Tous les secteurs sont concernés. Ce qui change aujourd’hui dépasse largement les frontières d’un métier. C’est l’ensemble des modèles économiques qui est en train d’évoluer.
L’intelligence artificielle n’est pas la révolution.
Contrairement à ce que l’on entend souvent, je ne pense pas que l’intelligence artificielle soit la révolution.
Elle en est l’accélérateur. La véritable révolution est ailleurs.
Elle réside dans la vitesse à laquelle une entreprise peut voir son modèle économique devenir obsolète.
Hier, une organisation pouvait fonctionner pendant quinze ou vingt ans avec relativement peu d’évolutions. Aujourd’hui, quelques années suffisent parfois à remettre en cause un positionnement, une offre, une organisation ou un processus.
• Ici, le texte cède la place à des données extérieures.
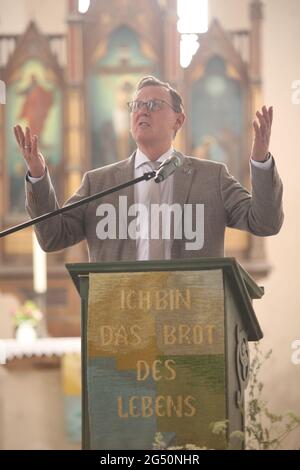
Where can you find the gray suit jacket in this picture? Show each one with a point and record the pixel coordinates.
(226, 203)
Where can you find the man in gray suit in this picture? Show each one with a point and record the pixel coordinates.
(214, 197)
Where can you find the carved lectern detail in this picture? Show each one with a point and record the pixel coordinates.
(242, 364)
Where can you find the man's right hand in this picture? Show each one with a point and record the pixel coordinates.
(29, 148)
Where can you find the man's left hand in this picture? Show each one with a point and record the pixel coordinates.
(262, 134)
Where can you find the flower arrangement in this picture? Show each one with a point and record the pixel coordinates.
(27, 313)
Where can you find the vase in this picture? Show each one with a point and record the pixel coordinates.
(26, 332)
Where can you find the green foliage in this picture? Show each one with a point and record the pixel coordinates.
(28, 312)
(264, 430)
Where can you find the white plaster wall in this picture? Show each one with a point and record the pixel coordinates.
(50, 15)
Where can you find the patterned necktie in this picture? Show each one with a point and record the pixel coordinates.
(156, 245)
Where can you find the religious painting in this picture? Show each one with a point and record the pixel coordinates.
(119, 65)
(217, 116)
(33, 100)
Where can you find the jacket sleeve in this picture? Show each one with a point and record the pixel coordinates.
(62, 230)
(261, 212)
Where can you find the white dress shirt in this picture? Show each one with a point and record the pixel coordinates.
(141, 196)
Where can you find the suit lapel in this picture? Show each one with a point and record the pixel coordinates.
(125, 173)
(182, 182)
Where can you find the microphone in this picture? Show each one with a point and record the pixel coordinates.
(168, 167)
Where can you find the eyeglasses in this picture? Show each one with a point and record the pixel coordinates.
(151, 105)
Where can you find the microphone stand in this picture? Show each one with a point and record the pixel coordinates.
(146, 176)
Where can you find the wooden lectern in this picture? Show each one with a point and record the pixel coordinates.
(164, 350)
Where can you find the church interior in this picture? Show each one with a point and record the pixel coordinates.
(67, 70)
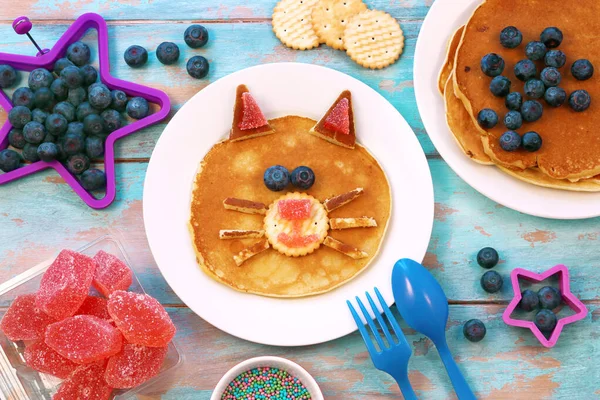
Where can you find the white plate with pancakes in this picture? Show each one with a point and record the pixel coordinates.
(282, 89)
(443, 19)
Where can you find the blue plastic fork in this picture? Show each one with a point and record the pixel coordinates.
(393, 358)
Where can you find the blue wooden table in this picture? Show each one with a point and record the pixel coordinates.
(40, 215)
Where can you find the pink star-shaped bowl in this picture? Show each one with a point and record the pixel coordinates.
(47, 60)
(567, 296)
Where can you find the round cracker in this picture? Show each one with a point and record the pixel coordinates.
(330, 17)
(292, 24)
(374, 39)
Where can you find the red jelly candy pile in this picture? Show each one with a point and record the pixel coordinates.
(24, 320)
(112, 274)
(134, 365)
(252, 116)
(84, 339)
(141, 319)
(66, 284)
(85, 383)
(338, 119)
(43, 359)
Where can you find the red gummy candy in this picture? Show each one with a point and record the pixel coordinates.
(134, 365)
(24, 321)
(85, 383)
(43, 359)
(141, 319)
(338, 119)
(112, 274)
(252, 116)
(65, 284)
(84, 339)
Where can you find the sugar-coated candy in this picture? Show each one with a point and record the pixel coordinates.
(85, 383)
(84, 338)
(65, 284)
(43, 359)
(112, 274)
(134, 365)
(24, 320)
(141, 318)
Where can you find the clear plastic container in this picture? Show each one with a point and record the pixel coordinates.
(17, 380)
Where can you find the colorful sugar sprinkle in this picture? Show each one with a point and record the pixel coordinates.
(265, 383)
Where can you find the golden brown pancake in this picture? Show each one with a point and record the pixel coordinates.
(235, 169)
(571, 147)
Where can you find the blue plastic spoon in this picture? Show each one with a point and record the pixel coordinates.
(424, 306)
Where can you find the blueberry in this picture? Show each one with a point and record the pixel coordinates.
(77, 164)
(510, 141)
(487, 257)
(580, 100)
(532, 110)
(532, 141)
(65, 109)
(535, 51)
(47, 152)
(474, 330)
(529, 300)
(513, 120)
(136, 56)
(56, 124)
(72, 76)
(78, 53)
(551, 37)
(555, 58)
(167, 53)
(138, 108)
(118, 100)
(525, 70)
(99, 97)
(545, 320)
(582, 70)
(195, 36)
(93, 124)
(500, 86)
(94, 146)
(23, 97)
(487, 118)
(549, 297)
(8, 76)
(303, 177)
(534, 88)
(197, 67)
(16, 138)
(34, 132)
(511, 37)
(276, 178)
(19, 116)
(93, 179)
(492, 64)
(491, 282)
(112, 120)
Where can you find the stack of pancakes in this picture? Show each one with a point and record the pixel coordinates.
(570, 155)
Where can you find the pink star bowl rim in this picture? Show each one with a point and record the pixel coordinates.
(567, 296)
(28, 63)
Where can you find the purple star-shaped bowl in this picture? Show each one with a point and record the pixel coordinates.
(567, 296)
(47, 60)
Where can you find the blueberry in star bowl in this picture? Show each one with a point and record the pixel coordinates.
(276, 178)
(492, 65)
(580, 100)
(510, 141)
(474, 330)
(491, 282)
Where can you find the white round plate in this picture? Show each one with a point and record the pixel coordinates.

L’IA ne crée pas cette réalité. Elle l’accélère.
Le rôle du dirigeant change profondément.
Dans ce contexte, le rôle du dirigeant évolue lui aussi.
Il ne s’agit plus uniquement de gérer l’activité. Il faut être capable d’anticiper, d’observer, de remettre en question ses certitudes et d’accepter que certaines décisions qui étaient pertinentes hier ne le soient plus demain.
Le dirigeant devient le premier acteur de l’adaptation de son entreprise.
La capacité d’adaptation devient le premier avantage concurrentiel.
Pendant longtemps, les entreprises cherchaient à devenir les meilleures.
Aujourd’hui, elles doivent surtout devenir les plus adaptables.
C’est probablement le principal enseignement que je retiens de cette période.
Les entreprises qui réussiront demain ne seront pas nécessairement les plus grandes, ni les plus riches, ni même les plus performantes aujourd’hui.
Elles seront celles qui auront développé la capacité de remettre en question leur fonctionnement avant que le marché ne les y oblige.
Une question que chaque dirigeant devrait se poser.
À la lecture de cette étude, une question me paraît essentielle.
Mon entreprise est-elle simplement performante… ou est-elle réellement prête à s’adapter au monde qui arrive ?
Car l’histoire économique nous enseigne une chose.
Les entreprises ne disparaissent pas toujours parce qu’elles prennent de mauvaises décisions. Elles disparaissent souvent parce qu’elles continuent trop longtemps à croire que les bonnes décisions d’hier seront encore les bonnes demain.
Dans un monde où les mutations s’accélèrent, la capacité d’adaptation est sans doute devenue le premier facteur de pérennité d’une entreprise.